Wednesday, November 8, 2017

Being in the Moment

We often deal with clients who are unhappy with themselves. And they are often so unhappy that they end up in our treatment clinic or our sober living program because drugs and or alcohol have taken over their lives.

Many of them spend a lot of time ruminating over what happened. And, indeed, some of them have had experiences that are difficult to live with. Often they've been abused, neglected, or assaulted. Or, on the other end of the spectrum – completely enabled and allowed to do whatever they wanted because their parents wanted to be "friends" with them in place of teaching them good values.

Whatever the case, my approach is to suggest that they attempt to live in the moment. To be in this moment, because that's all we really have, is this small slice of time. Our excavations into our past wreckage usually yield us nothing but more suffering, more self-condemnation. And all of our anxious looking into the future, wondering what will be, is also pointless.

So does that mean that we never look back? Of course not. We can look back to celebrate the things we succeeded at. We can enjoy the memories of pleasant times with our families and friends. We can look back at the positive. But what's the purpose of examining the negative things over which we had no power?

Quite likely most of us have dark corners in our past. Things we're ashamed of. Or perhaps distant memories of abuses we suffered when we were too young to defend ourselves. We can reflect upon these memories all we want, but unless we're doing so in the company of a good therapist, it serves little purpose to do so.

Instead, we should assess our lives as they are in the present moment. Take an inventory of our assets and liabilities, with the idea of building our future upon what we have in the present moment. If we can do that we won't waste time on useless reflection.

Sunday, November 5, 2017

Happiness?

At a twelve-step meeting today the topic was "how I maintain my happiness in sobriety."

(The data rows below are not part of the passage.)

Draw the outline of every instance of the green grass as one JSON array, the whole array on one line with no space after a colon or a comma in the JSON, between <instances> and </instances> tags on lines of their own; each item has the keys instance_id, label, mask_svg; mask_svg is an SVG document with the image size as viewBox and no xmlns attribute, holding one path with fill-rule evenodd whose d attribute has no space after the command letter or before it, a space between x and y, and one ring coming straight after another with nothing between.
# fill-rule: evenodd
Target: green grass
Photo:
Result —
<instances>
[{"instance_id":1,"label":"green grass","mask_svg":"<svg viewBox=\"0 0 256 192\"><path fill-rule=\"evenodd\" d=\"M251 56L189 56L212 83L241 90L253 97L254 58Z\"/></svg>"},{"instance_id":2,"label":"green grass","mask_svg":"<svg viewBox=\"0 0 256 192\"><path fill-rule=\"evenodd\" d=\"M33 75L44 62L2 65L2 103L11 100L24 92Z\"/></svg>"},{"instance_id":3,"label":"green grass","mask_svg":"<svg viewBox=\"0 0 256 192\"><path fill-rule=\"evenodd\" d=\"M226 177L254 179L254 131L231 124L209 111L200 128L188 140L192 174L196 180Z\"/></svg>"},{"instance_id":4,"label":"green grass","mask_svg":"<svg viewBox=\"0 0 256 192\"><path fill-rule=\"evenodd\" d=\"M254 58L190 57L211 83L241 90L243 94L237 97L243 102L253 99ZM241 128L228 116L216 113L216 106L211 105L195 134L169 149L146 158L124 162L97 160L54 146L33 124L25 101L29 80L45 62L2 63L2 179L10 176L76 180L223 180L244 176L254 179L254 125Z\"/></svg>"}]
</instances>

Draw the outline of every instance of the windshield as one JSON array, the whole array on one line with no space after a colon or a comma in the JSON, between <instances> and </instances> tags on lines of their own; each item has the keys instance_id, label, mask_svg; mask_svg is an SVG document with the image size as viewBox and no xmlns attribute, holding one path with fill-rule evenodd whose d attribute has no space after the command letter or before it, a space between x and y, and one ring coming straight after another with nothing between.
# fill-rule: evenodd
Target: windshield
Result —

As different people shared on the topic, it became apparent that most of them realize that sobriety has its ups and downs. That it's unrealistic to think that we're always going to be happy. That just because we're in recovery things aren't going to always flow along smoothly.

If we enter a life of recovery with the idea that we're going to live happily ever after, we'll surely be disappointed. But if we step onto the path of recovery without any expectations of heaven on earth, we have a better chance of staying sober.

What a successful recovery program does is toughen us up so we can face the realities of life. The realities of life are that there are bills to pay, that our loved ones get sick, that we probably won't win the lottery, and that sometimes staying sober day by day can be a bitch.

And yes, there are moments when we can be deliriously happy because we have escaped the misery and insecurity of depending upon substances for our happiness. If we view life as a roller coaster of ups and downs, of setbacks and successes, then we're not surprised when good or bad things occur in our lives.

When we first got rid of the poisons that we thought would bring us happiness we had a new sense of freedom. A sense of freedom that was so powerful that the drugs we left behind paled by comparison. But eventually we become used to this new feeling and we have to learn to deal with the challenges that come up in life. And sometimes those challenges aren't so much fun, yet those events are what gives our life a rich texture and meaning.

So maybe we need to redefine our happiness. Instead of it always being a feel-good thing, maybe it's the realization that we can successfully navigate whatever life puts in front of us – and do it without putting form substances into our bodies.